For screenwriting, I use Movie Magic Screenwriter. It's really clunky and not as fluid as Final Draft, but it was free and I'm a cheapskate so I make do. I try to keep my desktop as clean as possible. My living space is so chaotic in terms of books and vinyl being everywhere, torn pieces of newspaper, DVDs and clothes, that my laptop needs to be ordered.


I have a day job that is extremely busy, so often in the evenings I have to cram in meetings, writing, social time, reading and bog-standard decompression. In my lunchbreak at work, I'll be working on my novel or jotting down snippets of dialogue, uploading the work to Google Docs, knowing I can consolidate everything at home and make it fit together. I don't have a fixed routine for writing – I fit it in at any opportunity. My ideal is to do it all on my laptop because that's when I'm at my best: relaxed, in my space and concentrating. But life doesn't afford me that luxury. I don't do anything longhand any more. I tried carrying around a notebook but it soon became a collection of to-do lists rather than ideas or actual writing. I tend to read on trains, then write in lunchbreaks or before breakfast or after dinner, and use the rest of my online time to listen to endless amounts of music.

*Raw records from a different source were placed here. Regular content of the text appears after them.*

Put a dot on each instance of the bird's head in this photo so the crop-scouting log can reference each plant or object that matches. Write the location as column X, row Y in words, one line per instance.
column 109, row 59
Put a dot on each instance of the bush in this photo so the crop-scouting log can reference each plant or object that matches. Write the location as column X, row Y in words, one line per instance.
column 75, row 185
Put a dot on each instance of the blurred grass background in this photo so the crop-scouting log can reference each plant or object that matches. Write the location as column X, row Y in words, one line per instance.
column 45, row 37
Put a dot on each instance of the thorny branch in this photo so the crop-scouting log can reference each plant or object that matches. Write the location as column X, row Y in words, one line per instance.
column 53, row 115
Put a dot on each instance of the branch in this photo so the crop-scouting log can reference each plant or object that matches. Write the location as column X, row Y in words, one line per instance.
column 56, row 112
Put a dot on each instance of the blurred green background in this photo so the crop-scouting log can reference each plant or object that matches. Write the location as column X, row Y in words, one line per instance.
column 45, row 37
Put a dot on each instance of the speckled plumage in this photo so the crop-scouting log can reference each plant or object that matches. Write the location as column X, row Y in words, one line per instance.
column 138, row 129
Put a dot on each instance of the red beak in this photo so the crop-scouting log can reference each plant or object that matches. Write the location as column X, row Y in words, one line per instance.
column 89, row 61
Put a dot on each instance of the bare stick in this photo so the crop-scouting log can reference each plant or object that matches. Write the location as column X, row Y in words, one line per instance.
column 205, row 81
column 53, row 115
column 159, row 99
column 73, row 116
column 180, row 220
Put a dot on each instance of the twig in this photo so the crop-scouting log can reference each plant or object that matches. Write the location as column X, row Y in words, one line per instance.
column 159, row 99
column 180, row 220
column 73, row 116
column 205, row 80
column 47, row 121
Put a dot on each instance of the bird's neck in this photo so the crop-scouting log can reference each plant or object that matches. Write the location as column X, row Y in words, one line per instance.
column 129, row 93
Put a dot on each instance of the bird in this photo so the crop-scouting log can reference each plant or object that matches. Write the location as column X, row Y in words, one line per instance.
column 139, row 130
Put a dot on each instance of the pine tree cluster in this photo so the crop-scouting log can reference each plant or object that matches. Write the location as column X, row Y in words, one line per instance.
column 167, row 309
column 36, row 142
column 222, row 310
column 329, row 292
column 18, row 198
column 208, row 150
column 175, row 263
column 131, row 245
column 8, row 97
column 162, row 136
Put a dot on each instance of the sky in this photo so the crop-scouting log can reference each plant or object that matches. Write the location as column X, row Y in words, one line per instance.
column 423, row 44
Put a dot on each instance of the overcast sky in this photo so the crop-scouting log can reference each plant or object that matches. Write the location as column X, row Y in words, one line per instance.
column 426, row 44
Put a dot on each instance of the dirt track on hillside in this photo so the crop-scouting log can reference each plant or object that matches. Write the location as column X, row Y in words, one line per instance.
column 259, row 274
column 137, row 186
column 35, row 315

I don't use Time Machine to back up my stuff. I do it manually, which is laborious but it means I am fully in control. I once overwrote all my photographs and about five hours of great French hip-hop using Time Machine, and haven't trusted myself with it since.


I have a lot of apps on my dock. They represent every facet of my geeky interests, from writing to watching to listening. It's easy to get distracted. Luckily I don't make much music any more: I realised a few years back that my strengths lay in writing. It doesn't mean my love of music has gone away, or the itch to load a programme and start fiddling about with beats just for fun, with the lovely non-pressure of knowing no one will ever hear it. It means I get more writing done. There are five new beats in the "New beats" folder waiting for lyrics. Three from an amazing folk electronica artist called Dallas Boner and two from my regular cohort Vee Kay.

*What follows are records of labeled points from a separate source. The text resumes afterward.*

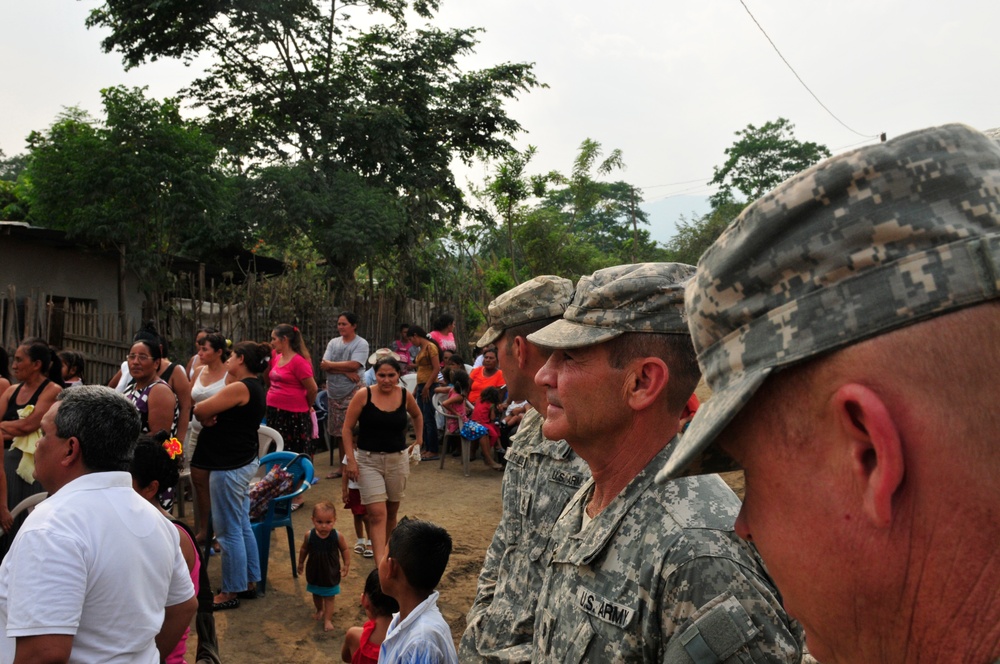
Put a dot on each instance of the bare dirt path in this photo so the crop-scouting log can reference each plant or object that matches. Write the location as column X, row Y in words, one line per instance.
column 279, row 626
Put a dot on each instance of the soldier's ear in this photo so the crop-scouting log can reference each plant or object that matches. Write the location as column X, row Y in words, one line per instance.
column 869, row 433
column 73, row 452
column 646, row 381
column 521, row 352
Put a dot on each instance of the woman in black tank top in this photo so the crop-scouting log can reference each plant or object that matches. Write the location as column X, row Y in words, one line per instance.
column 227, row 446
column 379, row 462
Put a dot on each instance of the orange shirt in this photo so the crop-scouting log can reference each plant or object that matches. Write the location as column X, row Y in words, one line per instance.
column 480, row 382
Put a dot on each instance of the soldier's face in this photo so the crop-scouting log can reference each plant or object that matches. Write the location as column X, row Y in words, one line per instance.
column 584, row 396
column 797, row 514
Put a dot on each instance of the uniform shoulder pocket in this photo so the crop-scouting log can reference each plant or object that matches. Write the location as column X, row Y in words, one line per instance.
column 722, row 632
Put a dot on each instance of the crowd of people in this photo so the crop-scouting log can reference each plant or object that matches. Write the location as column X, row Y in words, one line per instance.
column 846, row 323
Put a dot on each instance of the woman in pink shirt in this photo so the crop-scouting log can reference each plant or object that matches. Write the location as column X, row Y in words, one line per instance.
column 292, row 390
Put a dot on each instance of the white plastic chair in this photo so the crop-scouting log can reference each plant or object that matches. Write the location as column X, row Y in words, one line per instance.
column 267, row 437
column 466, row 444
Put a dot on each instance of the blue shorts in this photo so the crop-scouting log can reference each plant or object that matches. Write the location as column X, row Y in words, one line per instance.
column 323, row 591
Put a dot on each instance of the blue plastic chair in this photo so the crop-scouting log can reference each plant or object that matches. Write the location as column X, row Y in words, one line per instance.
column 279, row 510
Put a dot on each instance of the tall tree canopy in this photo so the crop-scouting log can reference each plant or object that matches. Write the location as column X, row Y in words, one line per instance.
column 761, row 158
column 295, row 84
column 144, row 182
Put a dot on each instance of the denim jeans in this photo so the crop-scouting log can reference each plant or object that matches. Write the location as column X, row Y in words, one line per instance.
column 430, row 425
column 231, row 521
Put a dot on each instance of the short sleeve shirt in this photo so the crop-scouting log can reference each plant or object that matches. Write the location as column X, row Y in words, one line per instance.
column 338, row 385
column 61, row 576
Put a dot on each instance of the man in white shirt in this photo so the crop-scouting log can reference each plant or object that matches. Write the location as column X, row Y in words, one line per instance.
column 96, row 573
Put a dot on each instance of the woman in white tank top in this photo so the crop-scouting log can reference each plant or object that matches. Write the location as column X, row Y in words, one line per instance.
column 208, row 378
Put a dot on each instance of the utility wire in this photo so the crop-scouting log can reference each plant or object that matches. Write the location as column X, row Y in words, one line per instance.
column 792, row 69
column 671, row 184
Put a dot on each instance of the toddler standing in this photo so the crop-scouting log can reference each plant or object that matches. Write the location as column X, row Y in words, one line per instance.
column 320, row 557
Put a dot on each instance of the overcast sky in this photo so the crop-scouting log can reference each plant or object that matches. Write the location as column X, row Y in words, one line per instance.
column 667, row 82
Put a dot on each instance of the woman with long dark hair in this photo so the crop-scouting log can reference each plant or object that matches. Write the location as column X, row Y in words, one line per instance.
column 210, row 376
column 148, row 392
column 292, row 392
column 379, row 461
column 227, row 448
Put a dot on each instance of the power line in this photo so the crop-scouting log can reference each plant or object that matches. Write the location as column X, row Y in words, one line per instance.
column 792, row 69
column 671, row 184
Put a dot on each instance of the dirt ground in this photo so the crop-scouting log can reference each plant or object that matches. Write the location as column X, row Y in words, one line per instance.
column 279, row 627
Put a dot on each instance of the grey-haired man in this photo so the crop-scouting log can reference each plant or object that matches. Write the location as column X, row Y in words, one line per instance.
column 849, row 325
column 541, row 476
column 642, row 572
column 95, row 574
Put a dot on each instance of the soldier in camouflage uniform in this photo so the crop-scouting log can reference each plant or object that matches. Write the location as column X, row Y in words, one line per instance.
column 541, row 476
column 849, row 325
column 641, row 572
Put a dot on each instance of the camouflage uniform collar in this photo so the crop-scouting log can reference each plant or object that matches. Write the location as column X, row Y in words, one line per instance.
column 582, row 547
column 529, row 439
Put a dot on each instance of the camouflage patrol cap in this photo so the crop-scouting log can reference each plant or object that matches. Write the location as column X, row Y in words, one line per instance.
column 645, row 297
column 542, row 297
column 854, row 247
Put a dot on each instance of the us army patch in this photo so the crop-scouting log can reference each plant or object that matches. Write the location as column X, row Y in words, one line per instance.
column 560, row 476
column 608, row 611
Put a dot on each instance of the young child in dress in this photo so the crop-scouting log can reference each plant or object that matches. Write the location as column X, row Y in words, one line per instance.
column 454, row 402
column 361, row 644
column 486, row 413
column 351, row 494
column 417, row 557
column 324, row 549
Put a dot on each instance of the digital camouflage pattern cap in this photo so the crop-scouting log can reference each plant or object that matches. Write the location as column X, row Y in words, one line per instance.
column 856, row 246
column 542, row 297
column 645, row 297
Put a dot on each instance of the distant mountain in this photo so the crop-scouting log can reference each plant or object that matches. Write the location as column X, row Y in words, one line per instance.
column 664, row 214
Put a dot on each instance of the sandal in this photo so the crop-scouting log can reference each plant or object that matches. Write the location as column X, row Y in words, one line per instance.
column 233, row 603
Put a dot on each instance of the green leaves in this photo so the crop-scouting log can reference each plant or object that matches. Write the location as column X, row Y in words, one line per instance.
column 145, row 182
column 762, row 158
column 359, row 125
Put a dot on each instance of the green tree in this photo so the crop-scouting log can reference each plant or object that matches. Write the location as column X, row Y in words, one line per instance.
column 761, row 158
column 13, row 206
column 295, row 83
column 12, row 167
column 605, row 215
column 144, row 182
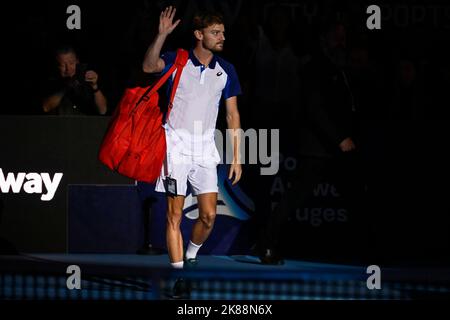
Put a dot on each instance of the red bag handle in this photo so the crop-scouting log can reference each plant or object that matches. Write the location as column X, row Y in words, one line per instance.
column 180, row 61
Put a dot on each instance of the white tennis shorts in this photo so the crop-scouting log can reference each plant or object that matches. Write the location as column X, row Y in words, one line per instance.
column 199, row 170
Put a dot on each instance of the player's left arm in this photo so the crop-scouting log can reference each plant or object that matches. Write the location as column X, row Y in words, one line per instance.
column 234, row 126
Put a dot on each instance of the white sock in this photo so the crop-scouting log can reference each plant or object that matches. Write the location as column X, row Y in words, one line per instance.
column 178, row 265
column 192, row 250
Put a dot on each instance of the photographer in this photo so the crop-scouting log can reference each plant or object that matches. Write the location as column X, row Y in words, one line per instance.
column 74, row 90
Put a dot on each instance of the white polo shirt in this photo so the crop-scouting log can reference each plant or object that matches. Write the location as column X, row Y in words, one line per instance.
column 196, row 104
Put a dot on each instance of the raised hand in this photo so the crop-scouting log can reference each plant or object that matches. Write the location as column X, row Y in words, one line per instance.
column 166, row 24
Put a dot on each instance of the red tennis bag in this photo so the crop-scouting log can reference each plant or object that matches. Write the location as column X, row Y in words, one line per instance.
column 135, row 142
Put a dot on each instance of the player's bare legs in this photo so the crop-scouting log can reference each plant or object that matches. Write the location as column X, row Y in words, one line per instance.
column 207, row 205
column 174, row 237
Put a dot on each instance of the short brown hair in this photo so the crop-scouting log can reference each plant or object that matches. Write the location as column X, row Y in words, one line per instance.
column 205, row 19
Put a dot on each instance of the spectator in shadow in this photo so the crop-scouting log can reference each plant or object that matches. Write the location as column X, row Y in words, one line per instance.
column 74, row 90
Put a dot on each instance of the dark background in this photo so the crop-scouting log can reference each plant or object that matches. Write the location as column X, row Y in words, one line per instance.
column 404, row 136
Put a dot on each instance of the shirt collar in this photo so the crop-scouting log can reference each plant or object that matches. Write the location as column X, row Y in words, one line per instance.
column 193, row 58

Writing fiction means I have no time for poetry. I'm very close to taking "performance poet" off my bio because I feel like a fraud. I haven't done any performance poetry for years. It's comforting to keep these apps within my virtual space but between my word-writing app and my screenwriting app, that's the most creativity this badboy laptop sees.


The "Kabadasses" folder is a Comedy Lab pilot I did for Channel 4. It's about the Indian wrestling sport kabaddi. With novel writing you have hundreds of pages to expand upon an idea, whereas a sitcom is a condensed idea told through visuals and dialogue and there have to be two to three laughs per page/minute. That's scary.

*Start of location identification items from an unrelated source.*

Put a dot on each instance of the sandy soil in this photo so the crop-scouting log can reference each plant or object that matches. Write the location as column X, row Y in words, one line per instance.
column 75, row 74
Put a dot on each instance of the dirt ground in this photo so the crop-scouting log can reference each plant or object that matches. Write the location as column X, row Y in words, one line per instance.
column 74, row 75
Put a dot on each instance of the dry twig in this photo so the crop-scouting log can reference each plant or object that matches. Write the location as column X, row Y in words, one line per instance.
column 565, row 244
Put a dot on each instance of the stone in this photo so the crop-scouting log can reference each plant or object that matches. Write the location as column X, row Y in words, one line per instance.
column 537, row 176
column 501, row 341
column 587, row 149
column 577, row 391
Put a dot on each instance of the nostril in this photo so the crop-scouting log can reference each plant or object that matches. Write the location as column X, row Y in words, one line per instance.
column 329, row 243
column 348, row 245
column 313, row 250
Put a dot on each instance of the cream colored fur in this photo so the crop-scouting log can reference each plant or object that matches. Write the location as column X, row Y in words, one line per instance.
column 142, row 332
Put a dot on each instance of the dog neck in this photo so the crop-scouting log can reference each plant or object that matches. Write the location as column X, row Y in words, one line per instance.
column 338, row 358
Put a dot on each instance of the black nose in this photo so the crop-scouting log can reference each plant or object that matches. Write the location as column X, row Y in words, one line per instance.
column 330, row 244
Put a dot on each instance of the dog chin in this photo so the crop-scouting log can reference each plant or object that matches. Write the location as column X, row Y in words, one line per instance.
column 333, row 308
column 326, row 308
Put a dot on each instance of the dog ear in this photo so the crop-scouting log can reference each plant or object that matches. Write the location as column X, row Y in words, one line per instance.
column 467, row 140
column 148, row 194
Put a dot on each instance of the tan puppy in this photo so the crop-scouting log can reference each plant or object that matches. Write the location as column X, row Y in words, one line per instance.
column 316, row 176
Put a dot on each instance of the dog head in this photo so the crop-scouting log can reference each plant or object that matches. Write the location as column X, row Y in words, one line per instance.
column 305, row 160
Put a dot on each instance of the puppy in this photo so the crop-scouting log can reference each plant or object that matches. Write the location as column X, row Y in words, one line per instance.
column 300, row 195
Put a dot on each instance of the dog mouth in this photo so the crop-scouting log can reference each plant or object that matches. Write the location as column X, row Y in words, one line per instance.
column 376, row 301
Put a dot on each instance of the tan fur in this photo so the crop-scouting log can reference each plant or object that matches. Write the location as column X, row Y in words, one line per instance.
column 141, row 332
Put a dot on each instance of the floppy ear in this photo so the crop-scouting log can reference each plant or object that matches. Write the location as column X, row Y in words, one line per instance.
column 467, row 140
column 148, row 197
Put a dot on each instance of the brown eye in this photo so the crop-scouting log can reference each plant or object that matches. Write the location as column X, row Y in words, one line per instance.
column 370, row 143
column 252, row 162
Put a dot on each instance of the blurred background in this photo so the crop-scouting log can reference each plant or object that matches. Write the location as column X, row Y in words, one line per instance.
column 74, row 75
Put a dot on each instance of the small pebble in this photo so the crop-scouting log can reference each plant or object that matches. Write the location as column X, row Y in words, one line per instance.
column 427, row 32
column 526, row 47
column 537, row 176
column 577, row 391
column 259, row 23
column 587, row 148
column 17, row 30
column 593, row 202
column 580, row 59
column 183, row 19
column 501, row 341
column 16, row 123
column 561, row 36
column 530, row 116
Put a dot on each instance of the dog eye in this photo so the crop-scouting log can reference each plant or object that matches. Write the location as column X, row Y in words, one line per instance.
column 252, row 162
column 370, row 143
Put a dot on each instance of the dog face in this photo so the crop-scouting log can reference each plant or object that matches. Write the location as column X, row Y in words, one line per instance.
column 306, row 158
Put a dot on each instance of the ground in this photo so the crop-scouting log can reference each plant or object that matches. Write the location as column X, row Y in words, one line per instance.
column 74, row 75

The "Gavin" on my to-do sticky is Gavin James Bower, novelist and editorial director at Quartet Books, who published Coconut Unlimited. He's a good chap and makes me laugh a lot.


I use web-based Hootsuite for Twitter and Facebook because I can pre-tweet, manage multiple streams for me and for work and have everything all in one place, which is helpful when it comes to which hat I'm supposed to be wearing at any given time. Wait, I have MSN Messenger. Pah, I spit on MSN Messenger! I never use it. It must have come with Office for Mac: embarrassing. I love Twitter. It's great for a lot of things, mostly pre-preparing what seems like a spontaneous, hilarious thought and having people think you're wonderful. Actually, it's great for direct contact with your existing audience, with your potential audience, with people you respect who you're dying to impress and with people within your preferred industry with whom you have a mutual give/take relationship. But aside from all the links to incisive articles, fun blogs, excellent comment pieces, wonderful offers, impressive books, cool free stuff, badass music on YouTube, Spotify and Soundcloud, it's also receptive to a good pun.